Materials and methods

Patients and tissue specimens

This study included 126 cases of CRC tissue and para-cancer tissues obtained from 2015 to 2016 at the Department of General Surgery, the First Affiliated Hospital of Wannan Medical College. These CRC patients did not undergo preoperative chemoradiotherapy before surgery. The Surgical specimens were fixed in 10% formalin and embedded in paraffin. Everyone has complete clinical data and was available to be followed up. This study was approved by the Independent Ethics Committee (IEC) of the First Affiliated Hospital of Wannan Medical College (IRB number: 202248). All patients included were provided written informed consent. The demographic information of patients was listed in Table S1.

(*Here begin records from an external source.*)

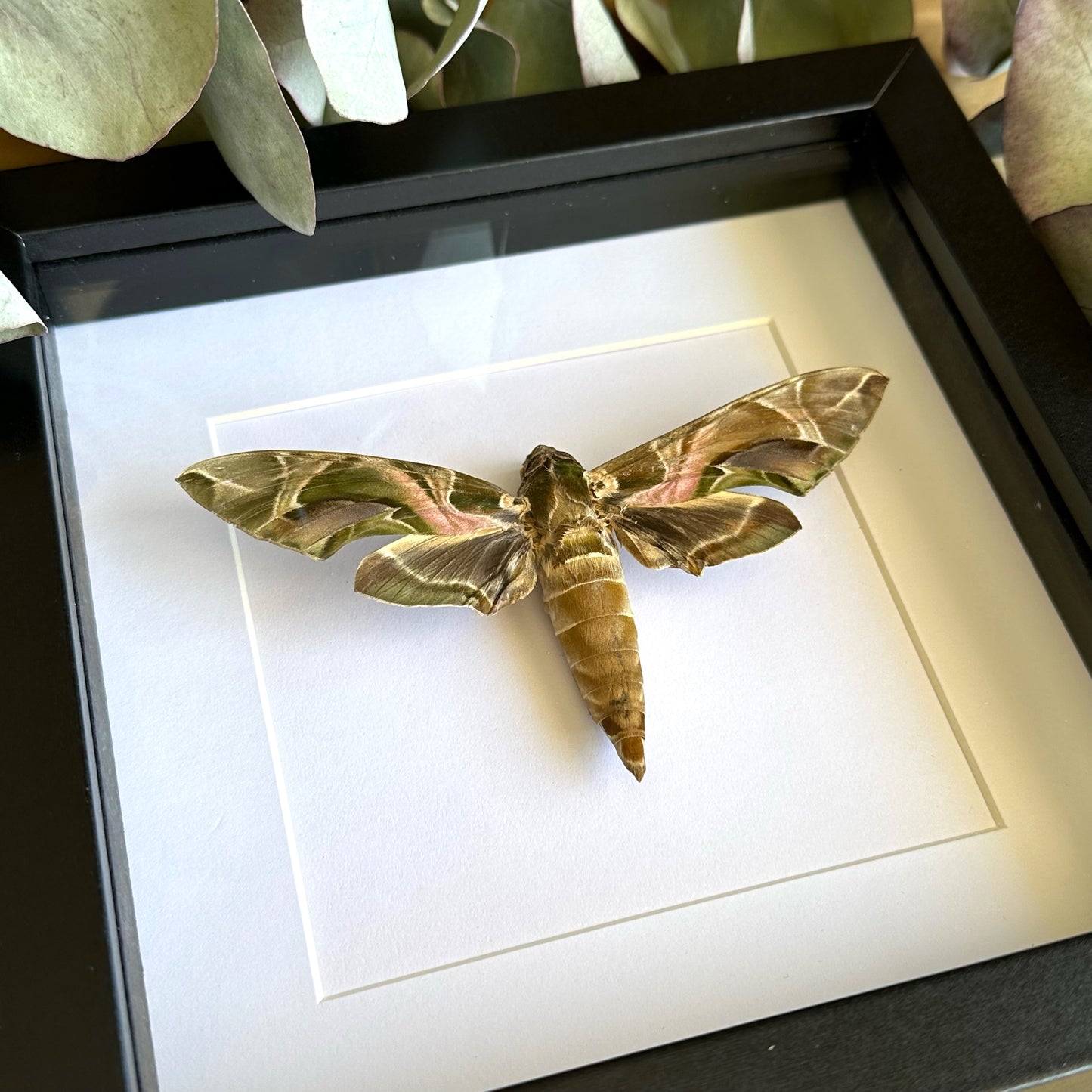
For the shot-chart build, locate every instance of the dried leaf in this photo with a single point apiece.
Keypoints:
(353, 43)
(481, 71)
(787, 27)
(1048, 107)
(540, 32)
(603, 56)
(415, 54)
(252, 125)
(17, 319)
(708, 32)
(977, 34)
(281, 26)
(458, 29)
(1067, 236)
(650, 23)
(102, 79)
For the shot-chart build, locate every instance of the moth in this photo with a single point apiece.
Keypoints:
(466, 542)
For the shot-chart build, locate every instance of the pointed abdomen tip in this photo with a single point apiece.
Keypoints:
(631, 751)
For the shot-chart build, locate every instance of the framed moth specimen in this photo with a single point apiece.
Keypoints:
(380, 844)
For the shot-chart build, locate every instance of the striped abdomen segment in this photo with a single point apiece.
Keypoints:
(586, 596)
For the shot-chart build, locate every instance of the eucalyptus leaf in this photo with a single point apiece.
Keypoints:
(651, 24)
(353, 43)
(437, 12)
(977, 34)
(102, 79)
(540, 32)
(415, 54)
(1067, 236)
(17, 319)
(481, 71)
(280, 23)
(603, 56)
(708, 33)
(252, 125)
(1048, 107)
(456, 32)
(988, 125)
(787, 27)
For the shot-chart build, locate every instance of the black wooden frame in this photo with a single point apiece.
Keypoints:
(1006, 341)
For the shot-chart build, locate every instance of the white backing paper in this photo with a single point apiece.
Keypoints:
(449, 797)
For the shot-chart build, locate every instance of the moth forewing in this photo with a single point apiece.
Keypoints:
(789, 436)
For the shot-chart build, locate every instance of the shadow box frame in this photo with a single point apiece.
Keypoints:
(1004, 338)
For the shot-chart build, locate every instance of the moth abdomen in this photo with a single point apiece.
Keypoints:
(586, 596)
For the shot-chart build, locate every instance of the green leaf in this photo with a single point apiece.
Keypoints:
(102, 79)
(603, 56)
(456, 33)
(977, 34)
(540, 32)
(252, 125)
(709, 33)
(353, 43)
(1067, 236)
(437, 12)
(415, 54)
(280, 23)
(17, 319)
(481, 71)
(650, 23)
(1048, 107)
(787, 27)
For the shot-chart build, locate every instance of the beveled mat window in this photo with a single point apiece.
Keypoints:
(263, 877)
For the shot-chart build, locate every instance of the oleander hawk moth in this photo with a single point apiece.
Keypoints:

Immunohistochemistry (IHC)

These CRC tissues were fixed in 10% formalin and embedded in paraffin. Then the paraffin-embedded tissues were serially cut into 5 μm sections. The ALDOA and p-AKT expression in 126 cases of CRC tissue and para-cancer tissues were investigated using IHC. Sections were incubated with anti-ALDOA (1:100, Abcam, ab252953) and anti-Phospho-AKT (1:100, Abcam, ab81283) at 1:100 dilution at the room temperature for two hours. The whole process was visualized via the IHC staining kit (Zhongshan Biotechnology, Beijing, China).

IHC score assessment

After the IHC staining, five regions were randomly selected for evaluation by two authors. The IHC score was calculated by multiplying staining intensity (0, negative; 1, weak; 2, moderate; and 3, strong) and extent (0, 0–5%; 1, 6–25%; 2, 26–50%; 3, 51–75%; and 4, > 75%). The IHC scores of the five random fields are used to calculate the average, which is the final IHC score for the sample. For the final staining score, 0 was regarded as − ,1 ~ 4 as + , 5 ~ 8 as ++ , 9 ~ 12 as +  +  + . In this study, ++ or +++ was regarded as high expression, and—or + as low expression.

Statistical analysis

All the data was expressed as the means ± S.D. The statistical analyses were dealt with SPSS 25.0 software (SPSS Inc., Chicago, IL, USA), GraphPad Prism 8 and R programs (version 3.6.1 for Windows, http://cran.r-project.org/). The t-test (unpaired, two-tailed) or Mann–Whitney U test was used to compare means between groups. The Chi-square test was used to assess the IHC results. P < 0.05 was regarded significant difference. The authors have confirmed that all methods were carried out in accordance with relevant guidelines and regulations.